Informa Healthcare, Jan 2007, Pages: 107
Pharmaceutical counterfeiting is widely accepted to be a serious, global problem. No longer just a scourge on the developing world, counterfeit drugs now affect industrialised nations including the member states of the European Union. This is an issue that must be faced by businesses worldwide.
Today, it is estimated that up to 10% of all drugs may be counterfeit. But international and national organisations, as well as governmental authorities, appear to be unanimous in their assertion that is it extremely difficult to establish reliable statistics regarding the size of the phenomenon - or even to determine what constitutes counterfeiting.

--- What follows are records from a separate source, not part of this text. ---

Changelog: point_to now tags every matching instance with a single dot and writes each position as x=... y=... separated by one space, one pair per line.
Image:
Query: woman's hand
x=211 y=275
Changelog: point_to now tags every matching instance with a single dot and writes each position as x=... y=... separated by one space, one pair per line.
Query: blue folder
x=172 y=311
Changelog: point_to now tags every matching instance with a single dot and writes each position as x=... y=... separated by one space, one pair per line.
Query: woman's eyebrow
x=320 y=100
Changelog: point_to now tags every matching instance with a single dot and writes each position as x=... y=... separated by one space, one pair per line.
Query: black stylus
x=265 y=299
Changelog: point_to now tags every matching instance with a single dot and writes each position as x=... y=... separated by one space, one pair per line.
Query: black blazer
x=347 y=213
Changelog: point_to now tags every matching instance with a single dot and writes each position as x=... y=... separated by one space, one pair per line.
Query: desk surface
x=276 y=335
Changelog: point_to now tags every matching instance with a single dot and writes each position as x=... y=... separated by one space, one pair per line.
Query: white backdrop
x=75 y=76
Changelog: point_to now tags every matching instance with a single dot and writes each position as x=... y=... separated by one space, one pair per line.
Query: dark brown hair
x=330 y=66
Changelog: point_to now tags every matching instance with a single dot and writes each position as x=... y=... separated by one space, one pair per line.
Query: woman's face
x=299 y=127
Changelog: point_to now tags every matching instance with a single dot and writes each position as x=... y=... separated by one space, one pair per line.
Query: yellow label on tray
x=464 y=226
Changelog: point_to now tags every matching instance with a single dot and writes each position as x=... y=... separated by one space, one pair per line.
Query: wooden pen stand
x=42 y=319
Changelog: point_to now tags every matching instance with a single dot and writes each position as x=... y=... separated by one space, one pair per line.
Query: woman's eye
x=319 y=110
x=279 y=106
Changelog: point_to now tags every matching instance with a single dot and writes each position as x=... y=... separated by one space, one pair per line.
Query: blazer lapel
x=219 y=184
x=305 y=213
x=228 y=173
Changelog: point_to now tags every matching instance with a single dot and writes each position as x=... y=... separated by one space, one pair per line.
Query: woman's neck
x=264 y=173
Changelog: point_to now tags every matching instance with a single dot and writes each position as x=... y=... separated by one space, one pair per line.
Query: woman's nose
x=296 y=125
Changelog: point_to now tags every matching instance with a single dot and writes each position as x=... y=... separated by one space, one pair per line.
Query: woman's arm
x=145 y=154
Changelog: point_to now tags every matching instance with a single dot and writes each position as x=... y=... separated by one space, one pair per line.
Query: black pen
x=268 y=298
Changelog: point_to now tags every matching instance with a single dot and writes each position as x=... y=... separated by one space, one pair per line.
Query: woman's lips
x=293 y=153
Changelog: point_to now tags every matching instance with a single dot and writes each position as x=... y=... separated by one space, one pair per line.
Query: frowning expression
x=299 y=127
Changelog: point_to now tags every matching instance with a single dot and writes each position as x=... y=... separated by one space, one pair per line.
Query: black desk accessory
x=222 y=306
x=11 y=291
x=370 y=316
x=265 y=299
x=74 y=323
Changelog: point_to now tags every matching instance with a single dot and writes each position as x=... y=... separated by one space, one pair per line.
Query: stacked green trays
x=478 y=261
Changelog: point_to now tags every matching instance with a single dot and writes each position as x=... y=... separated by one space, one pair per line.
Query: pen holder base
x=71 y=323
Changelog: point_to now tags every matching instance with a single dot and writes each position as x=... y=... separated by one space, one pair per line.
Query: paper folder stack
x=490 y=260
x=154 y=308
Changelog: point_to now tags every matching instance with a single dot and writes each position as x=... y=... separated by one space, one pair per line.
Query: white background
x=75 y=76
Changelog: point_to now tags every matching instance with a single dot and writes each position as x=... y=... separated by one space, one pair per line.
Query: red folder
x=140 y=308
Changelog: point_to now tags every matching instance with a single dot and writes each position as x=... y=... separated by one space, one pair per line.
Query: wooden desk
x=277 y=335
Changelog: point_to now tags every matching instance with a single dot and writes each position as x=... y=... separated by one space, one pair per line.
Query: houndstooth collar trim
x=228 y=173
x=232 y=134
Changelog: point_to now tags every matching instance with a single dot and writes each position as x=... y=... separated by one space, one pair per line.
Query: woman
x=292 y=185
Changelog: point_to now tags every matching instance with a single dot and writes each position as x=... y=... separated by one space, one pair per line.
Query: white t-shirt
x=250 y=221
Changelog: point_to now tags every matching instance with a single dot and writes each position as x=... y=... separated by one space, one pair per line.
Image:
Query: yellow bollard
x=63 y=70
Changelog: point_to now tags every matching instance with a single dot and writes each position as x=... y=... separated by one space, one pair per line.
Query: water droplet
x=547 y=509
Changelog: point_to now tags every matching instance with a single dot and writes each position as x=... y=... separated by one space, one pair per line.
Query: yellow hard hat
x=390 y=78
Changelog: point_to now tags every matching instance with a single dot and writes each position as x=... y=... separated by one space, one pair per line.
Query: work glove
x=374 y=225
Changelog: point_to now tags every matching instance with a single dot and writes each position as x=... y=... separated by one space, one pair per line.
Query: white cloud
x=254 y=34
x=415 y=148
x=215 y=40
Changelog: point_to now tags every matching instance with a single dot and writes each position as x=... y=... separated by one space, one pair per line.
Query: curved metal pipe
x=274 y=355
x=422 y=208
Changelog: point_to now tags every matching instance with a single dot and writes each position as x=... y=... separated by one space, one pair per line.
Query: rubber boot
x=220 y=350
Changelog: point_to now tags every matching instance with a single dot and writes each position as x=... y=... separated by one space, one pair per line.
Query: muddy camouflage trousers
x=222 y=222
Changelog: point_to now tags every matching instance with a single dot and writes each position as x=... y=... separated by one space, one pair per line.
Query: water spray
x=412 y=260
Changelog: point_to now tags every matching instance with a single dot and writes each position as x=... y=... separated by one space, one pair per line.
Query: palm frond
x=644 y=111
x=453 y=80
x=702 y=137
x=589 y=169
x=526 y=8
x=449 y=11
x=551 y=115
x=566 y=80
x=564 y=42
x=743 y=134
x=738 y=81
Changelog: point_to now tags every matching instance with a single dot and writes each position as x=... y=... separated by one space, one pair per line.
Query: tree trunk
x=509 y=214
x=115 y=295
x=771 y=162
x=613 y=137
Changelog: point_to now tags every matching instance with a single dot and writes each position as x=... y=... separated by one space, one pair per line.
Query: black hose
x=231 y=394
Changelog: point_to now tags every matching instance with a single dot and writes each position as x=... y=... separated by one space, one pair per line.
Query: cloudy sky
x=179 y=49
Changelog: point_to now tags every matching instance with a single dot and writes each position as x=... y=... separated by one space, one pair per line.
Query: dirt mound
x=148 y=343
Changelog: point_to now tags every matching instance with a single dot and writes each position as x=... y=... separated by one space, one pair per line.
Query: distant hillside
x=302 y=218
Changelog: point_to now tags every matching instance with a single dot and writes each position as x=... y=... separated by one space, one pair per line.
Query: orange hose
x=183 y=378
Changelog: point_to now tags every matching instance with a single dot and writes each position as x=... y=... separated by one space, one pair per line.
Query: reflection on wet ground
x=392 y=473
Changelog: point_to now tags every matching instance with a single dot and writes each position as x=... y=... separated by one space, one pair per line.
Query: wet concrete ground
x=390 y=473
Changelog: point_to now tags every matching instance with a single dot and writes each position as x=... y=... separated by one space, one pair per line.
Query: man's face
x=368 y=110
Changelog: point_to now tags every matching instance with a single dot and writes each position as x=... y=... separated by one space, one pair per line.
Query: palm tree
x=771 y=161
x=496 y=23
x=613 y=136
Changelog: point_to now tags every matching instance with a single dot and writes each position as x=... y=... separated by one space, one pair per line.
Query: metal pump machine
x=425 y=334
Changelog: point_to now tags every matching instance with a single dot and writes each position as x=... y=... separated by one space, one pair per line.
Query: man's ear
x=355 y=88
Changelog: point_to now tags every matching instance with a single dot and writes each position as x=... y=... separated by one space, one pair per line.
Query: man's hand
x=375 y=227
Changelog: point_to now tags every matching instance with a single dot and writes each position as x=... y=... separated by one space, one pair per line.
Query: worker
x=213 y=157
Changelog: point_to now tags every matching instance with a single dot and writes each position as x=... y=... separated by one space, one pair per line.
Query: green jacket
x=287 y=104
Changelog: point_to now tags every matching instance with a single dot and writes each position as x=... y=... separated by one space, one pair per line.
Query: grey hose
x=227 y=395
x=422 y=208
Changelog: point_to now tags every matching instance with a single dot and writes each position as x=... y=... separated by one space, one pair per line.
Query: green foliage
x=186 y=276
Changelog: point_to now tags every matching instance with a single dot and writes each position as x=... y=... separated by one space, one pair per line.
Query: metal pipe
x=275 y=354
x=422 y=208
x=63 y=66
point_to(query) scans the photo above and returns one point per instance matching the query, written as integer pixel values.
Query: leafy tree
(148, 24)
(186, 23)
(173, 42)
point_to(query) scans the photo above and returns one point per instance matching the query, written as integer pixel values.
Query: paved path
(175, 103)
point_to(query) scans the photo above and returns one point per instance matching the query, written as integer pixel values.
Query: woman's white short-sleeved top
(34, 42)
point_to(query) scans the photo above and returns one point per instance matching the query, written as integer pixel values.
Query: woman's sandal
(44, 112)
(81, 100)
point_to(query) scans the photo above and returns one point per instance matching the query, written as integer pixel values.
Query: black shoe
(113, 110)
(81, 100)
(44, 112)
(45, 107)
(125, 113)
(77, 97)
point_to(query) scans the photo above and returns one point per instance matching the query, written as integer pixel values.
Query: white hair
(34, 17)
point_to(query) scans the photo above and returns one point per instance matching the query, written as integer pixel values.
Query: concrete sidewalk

So, as well as discussing the extent of the problem, this report explores the definitions - in itself an indication of the many varied forms counterfeiting can take.
This is a comprehensive guide and explores the problem from numerous angles and highlights the biggest threats facing the industry. It also explains what is being done to tackle the issue and suggests what companies themselves can do. It is essential reading for anyone concerned with the safe provision of medicines.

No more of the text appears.